Nelson Island is now the home of Trinidad and Tobago’s largest independent, off-grid solar system with its own desalination plant.
With these installations, the National Trust has now made the island a sustainable eco-development.
The island ran up exorbitant costs through diesel and water shipments over the years, running on shipped portable water and diesel fuel for a generator. After a $390,000 investment, Nelson Island can supply power and water without reliance on the mainland.
The need for power stemmed from the years of restoration of the heritage site, allowing buildings to be inhabited yet again and facilitating tours.
According to Kumi De Souza, Head of Facilities at the National Trust, “It is a heritage site, and it is a facility used for tours by the National Trust. We bring like 300 to 400 school children at times with the water taxi (pre-COVID-19) and to facilitate that, to facilitate anything in 2020, you need electricity.”
The solar panel system will power the island’s lights, security cameras, appliances, communications, and the water distribution system, including the new desalination plant.
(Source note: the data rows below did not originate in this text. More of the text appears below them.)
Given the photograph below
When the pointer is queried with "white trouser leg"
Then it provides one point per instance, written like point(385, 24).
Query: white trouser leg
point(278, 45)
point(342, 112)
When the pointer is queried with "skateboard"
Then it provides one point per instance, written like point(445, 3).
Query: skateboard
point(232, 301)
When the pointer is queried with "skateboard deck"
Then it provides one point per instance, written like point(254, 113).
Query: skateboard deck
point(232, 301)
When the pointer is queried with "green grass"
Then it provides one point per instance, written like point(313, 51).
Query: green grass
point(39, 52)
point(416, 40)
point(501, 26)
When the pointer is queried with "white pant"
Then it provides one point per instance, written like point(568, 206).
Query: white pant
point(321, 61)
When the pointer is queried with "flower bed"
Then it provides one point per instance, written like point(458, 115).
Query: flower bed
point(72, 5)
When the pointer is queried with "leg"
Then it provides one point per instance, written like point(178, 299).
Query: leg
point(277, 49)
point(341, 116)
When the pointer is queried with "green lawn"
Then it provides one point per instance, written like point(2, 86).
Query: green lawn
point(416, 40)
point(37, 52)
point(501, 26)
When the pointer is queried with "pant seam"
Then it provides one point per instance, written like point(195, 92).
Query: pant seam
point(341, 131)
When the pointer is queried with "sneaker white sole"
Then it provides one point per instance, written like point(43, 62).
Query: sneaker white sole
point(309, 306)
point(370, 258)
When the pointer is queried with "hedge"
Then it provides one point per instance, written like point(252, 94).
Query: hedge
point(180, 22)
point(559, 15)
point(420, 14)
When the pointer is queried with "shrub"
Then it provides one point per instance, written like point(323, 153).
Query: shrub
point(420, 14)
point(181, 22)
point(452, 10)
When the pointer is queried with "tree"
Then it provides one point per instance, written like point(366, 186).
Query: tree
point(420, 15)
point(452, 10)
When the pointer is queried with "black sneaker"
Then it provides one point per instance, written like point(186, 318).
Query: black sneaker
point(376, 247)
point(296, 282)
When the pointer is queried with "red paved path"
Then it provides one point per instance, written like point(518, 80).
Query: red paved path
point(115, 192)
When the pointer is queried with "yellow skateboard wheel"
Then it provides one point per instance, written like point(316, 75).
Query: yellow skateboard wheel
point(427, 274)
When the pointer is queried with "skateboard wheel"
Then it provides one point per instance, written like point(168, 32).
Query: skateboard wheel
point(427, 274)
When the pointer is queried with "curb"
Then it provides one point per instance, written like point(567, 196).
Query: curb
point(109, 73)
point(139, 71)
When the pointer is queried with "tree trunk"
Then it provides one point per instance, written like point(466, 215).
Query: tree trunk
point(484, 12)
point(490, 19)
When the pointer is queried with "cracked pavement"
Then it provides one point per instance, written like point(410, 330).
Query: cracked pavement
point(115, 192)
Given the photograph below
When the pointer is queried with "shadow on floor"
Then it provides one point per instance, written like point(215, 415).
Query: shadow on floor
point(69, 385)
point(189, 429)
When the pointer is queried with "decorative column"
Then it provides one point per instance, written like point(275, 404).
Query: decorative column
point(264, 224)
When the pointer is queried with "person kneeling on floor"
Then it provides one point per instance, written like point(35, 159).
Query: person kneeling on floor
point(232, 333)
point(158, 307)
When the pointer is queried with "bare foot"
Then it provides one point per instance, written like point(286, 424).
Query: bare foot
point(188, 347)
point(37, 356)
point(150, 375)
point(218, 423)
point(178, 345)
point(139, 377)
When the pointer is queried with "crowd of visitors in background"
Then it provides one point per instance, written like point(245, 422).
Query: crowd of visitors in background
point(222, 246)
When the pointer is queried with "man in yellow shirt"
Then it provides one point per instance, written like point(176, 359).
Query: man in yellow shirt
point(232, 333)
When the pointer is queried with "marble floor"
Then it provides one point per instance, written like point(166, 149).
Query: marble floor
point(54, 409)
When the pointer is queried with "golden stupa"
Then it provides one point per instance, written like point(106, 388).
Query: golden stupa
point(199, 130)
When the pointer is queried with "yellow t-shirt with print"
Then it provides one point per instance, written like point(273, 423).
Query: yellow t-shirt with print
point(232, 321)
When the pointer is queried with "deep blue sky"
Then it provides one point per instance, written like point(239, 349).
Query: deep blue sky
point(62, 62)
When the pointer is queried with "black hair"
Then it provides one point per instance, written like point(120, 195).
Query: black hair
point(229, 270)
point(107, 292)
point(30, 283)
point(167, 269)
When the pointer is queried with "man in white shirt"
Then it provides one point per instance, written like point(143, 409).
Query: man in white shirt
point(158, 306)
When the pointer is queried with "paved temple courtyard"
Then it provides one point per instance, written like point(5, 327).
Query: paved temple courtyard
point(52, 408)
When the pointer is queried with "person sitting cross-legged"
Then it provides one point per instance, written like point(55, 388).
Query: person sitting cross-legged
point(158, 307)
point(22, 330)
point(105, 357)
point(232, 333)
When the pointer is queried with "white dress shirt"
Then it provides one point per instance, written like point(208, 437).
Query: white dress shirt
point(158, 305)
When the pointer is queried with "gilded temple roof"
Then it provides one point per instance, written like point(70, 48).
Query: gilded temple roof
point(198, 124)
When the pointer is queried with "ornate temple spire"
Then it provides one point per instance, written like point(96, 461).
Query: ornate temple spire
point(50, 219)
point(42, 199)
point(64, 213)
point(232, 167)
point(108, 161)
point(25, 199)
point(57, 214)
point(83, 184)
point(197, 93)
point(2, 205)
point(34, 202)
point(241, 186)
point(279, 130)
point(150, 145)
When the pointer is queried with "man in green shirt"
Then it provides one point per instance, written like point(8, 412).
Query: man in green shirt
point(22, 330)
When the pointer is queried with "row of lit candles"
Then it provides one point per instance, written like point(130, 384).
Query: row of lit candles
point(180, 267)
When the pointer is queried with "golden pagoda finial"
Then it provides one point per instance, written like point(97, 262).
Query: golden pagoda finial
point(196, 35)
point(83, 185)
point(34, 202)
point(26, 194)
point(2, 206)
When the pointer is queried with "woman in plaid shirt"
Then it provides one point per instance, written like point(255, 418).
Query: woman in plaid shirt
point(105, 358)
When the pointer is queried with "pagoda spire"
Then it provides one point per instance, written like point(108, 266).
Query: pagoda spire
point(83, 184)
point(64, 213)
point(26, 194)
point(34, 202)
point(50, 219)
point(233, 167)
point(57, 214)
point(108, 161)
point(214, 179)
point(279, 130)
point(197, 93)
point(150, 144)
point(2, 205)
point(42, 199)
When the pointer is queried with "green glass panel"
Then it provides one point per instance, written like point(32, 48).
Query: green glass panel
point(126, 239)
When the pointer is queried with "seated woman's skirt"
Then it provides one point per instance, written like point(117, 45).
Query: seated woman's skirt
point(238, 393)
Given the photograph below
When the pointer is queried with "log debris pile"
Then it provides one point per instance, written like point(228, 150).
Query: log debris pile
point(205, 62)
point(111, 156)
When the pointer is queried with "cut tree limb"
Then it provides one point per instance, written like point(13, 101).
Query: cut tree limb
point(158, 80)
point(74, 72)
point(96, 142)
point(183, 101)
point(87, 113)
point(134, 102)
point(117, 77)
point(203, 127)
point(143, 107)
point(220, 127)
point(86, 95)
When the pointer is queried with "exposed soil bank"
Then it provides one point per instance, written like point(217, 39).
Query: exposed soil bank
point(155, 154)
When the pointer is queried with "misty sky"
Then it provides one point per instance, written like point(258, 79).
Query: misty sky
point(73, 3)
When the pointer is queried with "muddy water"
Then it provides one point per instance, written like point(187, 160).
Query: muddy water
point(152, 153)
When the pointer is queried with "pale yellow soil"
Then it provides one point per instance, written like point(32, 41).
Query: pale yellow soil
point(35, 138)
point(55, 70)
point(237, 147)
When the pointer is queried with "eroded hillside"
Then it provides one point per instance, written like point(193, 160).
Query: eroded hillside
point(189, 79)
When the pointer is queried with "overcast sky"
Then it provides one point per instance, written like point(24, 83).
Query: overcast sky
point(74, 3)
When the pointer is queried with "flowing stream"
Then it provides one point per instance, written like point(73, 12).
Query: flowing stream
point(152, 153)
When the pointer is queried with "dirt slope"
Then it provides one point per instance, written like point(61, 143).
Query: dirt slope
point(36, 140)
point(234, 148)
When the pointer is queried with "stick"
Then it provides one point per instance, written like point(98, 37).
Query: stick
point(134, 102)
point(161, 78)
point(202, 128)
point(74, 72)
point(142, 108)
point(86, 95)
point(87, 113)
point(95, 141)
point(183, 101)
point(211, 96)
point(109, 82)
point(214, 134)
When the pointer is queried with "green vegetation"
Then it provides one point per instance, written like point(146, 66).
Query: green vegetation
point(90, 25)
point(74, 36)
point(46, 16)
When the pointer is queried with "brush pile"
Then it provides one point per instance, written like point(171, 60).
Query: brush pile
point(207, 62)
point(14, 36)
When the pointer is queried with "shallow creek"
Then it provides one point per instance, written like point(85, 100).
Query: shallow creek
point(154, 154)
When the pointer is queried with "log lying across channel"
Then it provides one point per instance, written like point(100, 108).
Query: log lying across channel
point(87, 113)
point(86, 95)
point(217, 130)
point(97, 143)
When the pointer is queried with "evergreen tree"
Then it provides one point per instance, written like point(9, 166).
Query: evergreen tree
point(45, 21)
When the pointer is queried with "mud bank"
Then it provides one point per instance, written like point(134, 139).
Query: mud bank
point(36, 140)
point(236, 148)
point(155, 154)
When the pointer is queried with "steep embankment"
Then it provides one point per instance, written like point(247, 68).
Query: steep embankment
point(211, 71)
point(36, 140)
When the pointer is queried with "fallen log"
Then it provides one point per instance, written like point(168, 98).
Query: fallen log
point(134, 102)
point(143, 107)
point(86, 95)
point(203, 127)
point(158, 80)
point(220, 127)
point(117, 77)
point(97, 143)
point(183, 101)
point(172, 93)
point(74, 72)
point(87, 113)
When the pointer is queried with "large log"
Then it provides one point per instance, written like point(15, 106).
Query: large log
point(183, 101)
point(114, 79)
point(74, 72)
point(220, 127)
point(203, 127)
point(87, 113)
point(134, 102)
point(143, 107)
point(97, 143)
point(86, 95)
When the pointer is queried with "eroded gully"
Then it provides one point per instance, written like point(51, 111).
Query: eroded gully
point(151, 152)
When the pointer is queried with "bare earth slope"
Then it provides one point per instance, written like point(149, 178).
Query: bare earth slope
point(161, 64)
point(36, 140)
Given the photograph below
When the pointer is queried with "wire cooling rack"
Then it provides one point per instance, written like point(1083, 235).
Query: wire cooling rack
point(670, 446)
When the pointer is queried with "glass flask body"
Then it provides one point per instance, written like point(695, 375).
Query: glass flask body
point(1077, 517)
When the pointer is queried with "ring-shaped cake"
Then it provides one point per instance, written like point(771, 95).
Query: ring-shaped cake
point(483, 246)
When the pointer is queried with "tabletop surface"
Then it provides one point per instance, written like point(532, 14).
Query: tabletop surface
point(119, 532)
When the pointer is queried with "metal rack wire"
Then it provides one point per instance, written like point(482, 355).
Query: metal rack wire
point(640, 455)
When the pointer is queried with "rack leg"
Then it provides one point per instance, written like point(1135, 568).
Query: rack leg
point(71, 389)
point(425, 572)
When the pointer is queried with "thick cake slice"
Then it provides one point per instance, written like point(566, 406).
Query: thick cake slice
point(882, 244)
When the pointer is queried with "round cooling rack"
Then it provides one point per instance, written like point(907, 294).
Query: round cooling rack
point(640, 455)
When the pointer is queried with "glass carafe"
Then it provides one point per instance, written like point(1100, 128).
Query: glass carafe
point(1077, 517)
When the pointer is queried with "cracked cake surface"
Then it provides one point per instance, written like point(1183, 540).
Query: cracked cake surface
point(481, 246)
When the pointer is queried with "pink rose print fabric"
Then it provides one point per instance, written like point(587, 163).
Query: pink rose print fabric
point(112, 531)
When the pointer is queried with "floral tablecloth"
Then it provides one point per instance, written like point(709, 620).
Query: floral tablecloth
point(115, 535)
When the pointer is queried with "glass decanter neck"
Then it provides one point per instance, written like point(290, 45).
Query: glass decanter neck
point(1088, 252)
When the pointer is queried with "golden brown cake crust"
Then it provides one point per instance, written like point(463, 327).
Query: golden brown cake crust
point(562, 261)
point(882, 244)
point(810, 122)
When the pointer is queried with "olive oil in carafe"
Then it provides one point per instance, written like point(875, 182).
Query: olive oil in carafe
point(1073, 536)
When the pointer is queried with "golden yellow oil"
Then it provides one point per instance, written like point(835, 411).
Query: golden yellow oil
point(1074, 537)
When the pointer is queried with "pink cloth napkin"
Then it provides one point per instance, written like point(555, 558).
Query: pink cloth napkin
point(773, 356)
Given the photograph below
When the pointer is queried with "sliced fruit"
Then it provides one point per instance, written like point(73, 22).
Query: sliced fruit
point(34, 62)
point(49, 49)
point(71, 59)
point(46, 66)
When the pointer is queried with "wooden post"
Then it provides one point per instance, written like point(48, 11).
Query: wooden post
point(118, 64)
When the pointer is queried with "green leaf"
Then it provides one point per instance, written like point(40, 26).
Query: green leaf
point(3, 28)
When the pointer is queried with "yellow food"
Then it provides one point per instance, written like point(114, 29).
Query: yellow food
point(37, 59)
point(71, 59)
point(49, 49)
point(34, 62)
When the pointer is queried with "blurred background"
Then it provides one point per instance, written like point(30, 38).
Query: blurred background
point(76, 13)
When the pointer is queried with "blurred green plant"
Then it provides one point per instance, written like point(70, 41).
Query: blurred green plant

Nelson Island can now produce 1,000 gallons per day, pumped into two storage areas, with total freshwater storage of 13,000 gallons.
De Souza noted that even with renewable energy, they continue to try their best to conserve and preserve electrical usage.
“We don’t use everything at the same time. Although our capacity might be high, our actual usage is not at full capacity. We use about 40 per cent of the system.”
This drive to sustainability and eco-development is also part of the National Trust’s larger goal.
De Souza explained, “We’re looking to have that niche market in terms of heritage tourism, but eco-heritage tourism. So that sustainable development creates a better product, which is what we are about. We are preserving our heritage, preserving our history but in a sustainable way.”
This eco-heritage tourism is being guided by the government’s 2030 initiatives in conjunction with the Ministry of Planning and Development in their efforts to meet the Paris Agreement.
Sustainability also extended to services provided to the island as it comes from within the government. Prisoners from Carrera Island Prison are transported by the Trinidad and Tobago Coast Guard to the island to perform all the grounds maintenance. Technicians, plumbers, engineers, and construction workers from the Ministry of Works and Transport also do the plumbing, electrical, and building work.